THE VILLAGE: Since he bought the abandoned hamlet of Solomeo, Cucinelli has restored everything from the church to the paving stones. He has also built an arts forum featuring an amphitheater, the Neo-Humanist Academy, and a 240-seat theater.
WHERE TO EAT: The region of Umbria lies southeast of better-known Tuscany. Solomeo is about two hours from both Rome and Florence. In Perugia, Brunello Cucinelli dines at the modern Umbrian Slow Food restaurant
Osteria a Priori and the classic
Ristorante La Taverna, as well as
La Bottega del Vino wine bar and jazz club. Closer to Solomeo, the eclectic
Osteria Macomà in Olmo is a family favorite. Cucinelli’s young workers frequent
Faliero, a complex that includes a no-frills trattoria whose specialty is torta al testo, or flatbread, cooked on stone disks heated in a huge fireplace and stuffed with a variety of fillings.
WHERE TO STAY:
Borgo Mandoleto Country Hotel offers suites as well as apartments with kitchens.
WHAT TO DO:
Il Teatro Cucinelli hosts concerts and plays as well as a weeklong medieval festival in the summer. And, of course, there’s the Brunello Cucinelli outlet store. Need we say more?

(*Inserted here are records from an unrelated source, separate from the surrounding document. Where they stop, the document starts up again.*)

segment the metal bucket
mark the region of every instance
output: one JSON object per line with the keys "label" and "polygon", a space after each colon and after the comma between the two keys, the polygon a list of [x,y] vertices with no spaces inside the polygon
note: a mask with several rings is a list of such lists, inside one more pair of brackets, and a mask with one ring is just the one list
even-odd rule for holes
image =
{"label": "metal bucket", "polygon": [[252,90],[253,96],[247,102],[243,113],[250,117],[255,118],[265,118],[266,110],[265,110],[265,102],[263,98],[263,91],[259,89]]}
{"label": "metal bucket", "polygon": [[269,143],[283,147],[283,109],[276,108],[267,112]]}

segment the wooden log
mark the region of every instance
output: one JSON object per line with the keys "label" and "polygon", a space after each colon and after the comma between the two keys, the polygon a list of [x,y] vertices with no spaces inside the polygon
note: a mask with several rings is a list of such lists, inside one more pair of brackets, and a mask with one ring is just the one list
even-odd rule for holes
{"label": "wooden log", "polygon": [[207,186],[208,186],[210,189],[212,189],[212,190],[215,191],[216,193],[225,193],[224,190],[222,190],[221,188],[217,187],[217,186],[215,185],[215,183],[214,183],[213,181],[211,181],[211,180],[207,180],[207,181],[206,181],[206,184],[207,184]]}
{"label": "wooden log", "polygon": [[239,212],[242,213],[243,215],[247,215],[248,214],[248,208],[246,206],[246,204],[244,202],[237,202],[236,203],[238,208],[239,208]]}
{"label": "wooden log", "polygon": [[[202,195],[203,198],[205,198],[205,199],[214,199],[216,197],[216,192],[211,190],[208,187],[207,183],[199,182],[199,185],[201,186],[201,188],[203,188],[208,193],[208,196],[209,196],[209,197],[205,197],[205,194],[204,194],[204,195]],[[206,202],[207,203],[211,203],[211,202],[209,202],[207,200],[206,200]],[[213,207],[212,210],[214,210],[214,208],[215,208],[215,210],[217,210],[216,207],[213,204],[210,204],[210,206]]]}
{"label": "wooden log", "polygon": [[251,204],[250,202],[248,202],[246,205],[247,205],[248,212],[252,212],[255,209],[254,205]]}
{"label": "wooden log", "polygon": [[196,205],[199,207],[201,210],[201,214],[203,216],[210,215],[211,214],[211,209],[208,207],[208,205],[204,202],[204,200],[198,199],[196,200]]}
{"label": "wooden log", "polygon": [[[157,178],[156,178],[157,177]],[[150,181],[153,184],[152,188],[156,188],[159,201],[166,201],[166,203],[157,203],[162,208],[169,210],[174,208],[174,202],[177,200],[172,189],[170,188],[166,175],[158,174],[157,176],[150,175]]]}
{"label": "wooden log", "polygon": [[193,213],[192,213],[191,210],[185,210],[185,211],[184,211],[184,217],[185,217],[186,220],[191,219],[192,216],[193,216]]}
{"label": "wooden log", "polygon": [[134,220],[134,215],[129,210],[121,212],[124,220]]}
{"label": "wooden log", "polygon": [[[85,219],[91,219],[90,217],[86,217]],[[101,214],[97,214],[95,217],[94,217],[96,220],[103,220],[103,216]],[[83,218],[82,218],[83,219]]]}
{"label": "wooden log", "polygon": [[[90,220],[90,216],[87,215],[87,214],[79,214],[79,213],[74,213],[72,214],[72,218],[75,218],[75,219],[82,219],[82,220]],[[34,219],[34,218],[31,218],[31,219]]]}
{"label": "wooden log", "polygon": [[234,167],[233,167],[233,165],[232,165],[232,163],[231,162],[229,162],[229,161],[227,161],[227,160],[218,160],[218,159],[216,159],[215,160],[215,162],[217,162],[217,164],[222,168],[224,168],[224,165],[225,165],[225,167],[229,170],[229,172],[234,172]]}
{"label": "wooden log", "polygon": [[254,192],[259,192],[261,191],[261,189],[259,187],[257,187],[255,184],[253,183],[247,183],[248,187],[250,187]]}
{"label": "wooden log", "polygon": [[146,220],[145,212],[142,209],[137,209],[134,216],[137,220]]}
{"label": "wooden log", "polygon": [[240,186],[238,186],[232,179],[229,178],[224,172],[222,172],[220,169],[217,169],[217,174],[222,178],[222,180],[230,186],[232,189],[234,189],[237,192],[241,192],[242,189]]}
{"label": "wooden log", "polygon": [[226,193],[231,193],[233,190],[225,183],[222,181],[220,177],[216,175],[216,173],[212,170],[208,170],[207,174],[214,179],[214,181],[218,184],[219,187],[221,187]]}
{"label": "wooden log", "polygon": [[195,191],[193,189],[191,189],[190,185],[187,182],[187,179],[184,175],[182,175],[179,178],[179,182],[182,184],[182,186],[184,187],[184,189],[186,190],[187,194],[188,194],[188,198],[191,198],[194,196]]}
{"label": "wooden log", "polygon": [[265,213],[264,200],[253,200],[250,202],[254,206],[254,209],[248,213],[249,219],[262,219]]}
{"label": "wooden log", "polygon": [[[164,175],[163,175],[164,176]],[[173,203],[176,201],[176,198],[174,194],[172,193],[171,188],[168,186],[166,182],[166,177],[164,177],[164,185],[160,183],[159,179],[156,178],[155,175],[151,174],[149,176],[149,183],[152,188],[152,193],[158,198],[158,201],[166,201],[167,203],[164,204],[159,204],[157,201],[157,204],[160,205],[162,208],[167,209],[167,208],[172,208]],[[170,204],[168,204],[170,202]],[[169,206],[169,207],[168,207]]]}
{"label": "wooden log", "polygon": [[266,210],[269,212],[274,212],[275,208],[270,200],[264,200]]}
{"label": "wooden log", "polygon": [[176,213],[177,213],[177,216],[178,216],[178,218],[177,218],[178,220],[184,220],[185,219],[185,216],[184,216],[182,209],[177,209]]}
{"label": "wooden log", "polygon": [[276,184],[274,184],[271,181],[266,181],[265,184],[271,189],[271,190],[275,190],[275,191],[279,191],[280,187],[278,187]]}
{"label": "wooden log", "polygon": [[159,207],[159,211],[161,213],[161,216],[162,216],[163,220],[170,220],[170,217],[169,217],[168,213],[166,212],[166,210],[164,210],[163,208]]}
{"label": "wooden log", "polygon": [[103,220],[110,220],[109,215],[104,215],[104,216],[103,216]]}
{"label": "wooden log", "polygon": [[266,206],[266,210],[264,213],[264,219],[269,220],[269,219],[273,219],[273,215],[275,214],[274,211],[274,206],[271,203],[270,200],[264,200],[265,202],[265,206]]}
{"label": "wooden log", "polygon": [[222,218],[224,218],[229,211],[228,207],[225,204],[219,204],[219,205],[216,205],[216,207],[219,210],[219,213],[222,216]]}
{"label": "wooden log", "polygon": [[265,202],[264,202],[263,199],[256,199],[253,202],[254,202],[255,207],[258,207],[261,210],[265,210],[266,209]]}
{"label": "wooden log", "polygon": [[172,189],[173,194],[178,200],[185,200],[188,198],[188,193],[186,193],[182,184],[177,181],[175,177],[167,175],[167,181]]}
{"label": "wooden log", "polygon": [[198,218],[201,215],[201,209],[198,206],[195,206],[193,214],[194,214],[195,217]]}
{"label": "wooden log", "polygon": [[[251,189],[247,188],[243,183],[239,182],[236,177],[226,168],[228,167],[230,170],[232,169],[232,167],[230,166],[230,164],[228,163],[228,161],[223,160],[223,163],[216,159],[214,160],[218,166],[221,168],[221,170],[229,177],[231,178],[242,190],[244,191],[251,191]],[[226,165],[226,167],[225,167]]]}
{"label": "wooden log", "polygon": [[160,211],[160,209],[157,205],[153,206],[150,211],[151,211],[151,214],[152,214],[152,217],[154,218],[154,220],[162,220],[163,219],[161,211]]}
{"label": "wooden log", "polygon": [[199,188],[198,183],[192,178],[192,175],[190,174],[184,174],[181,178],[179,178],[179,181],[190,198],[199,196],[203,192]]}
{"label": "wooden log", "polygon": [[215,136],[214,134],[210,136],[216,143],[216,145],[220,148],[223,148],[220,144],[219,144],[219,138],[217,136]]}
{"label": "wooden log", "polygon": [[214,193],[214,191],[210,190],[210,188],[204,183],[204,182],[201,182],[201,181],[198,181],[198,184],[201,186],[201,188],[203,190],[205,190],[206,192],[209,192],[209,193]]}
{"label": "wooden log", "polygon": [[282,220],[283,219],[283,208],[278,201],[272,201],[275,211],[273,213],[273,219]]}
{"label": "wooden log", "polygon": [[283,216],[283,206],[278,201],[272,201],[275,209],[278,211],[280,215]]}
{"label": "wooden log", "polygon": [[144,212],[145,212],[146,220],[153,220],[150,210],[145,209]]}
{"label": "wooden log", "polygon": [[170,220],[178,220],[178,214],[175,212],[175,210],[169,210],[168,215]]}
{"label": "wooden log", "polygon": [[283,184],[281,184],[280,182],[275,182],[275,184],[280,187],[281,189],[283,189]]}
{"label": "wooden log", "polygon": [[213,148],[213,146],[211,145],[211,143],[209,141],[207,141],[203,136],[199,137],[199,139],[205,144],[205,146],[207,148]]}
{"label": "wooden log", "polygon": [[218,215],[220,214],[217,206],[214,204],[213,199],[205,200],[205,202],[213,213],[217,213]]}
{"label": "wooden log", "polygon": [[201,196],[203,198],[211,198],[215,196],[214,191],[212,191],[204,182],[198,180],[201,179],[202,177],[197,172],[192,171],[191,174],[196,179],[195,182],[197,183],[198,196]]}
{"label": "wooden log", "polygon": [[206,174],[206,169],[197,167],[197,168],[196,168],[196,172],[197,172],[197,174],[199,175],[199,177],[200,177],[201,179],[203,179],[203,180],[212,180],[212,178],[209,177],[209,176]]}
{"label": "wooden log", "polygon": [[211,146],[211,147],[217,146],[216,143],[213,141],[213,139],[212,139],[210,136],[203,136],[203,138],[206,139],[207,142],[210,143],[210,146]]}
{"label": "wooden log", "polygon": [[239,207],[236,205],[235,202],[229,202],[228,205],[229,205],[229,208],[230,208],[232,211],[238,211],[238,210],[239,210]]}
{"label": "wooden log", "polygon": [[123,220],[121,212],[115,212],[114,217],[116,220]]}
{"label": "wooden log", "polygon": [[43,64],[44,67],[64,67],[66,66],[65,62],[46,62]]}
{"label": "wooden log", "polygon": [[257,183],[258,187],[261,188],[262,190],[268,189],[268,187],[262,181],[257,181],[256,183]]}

Milanese architect Tomaso Buzzi began creating his vision of the ideal village as a theatrical stage in 1956. Today, La Scarzuola, located on a dirt road next to a former Franciscan convent near Montegabbione, is home to Roman-style villas, buildings modeled on the Acropolis, seven theaters, and much more. The effect is surreal. By appointment only.
Umbria Jazz in Perugia offers ten days of concerts and clinics in July and a few days after Christmas.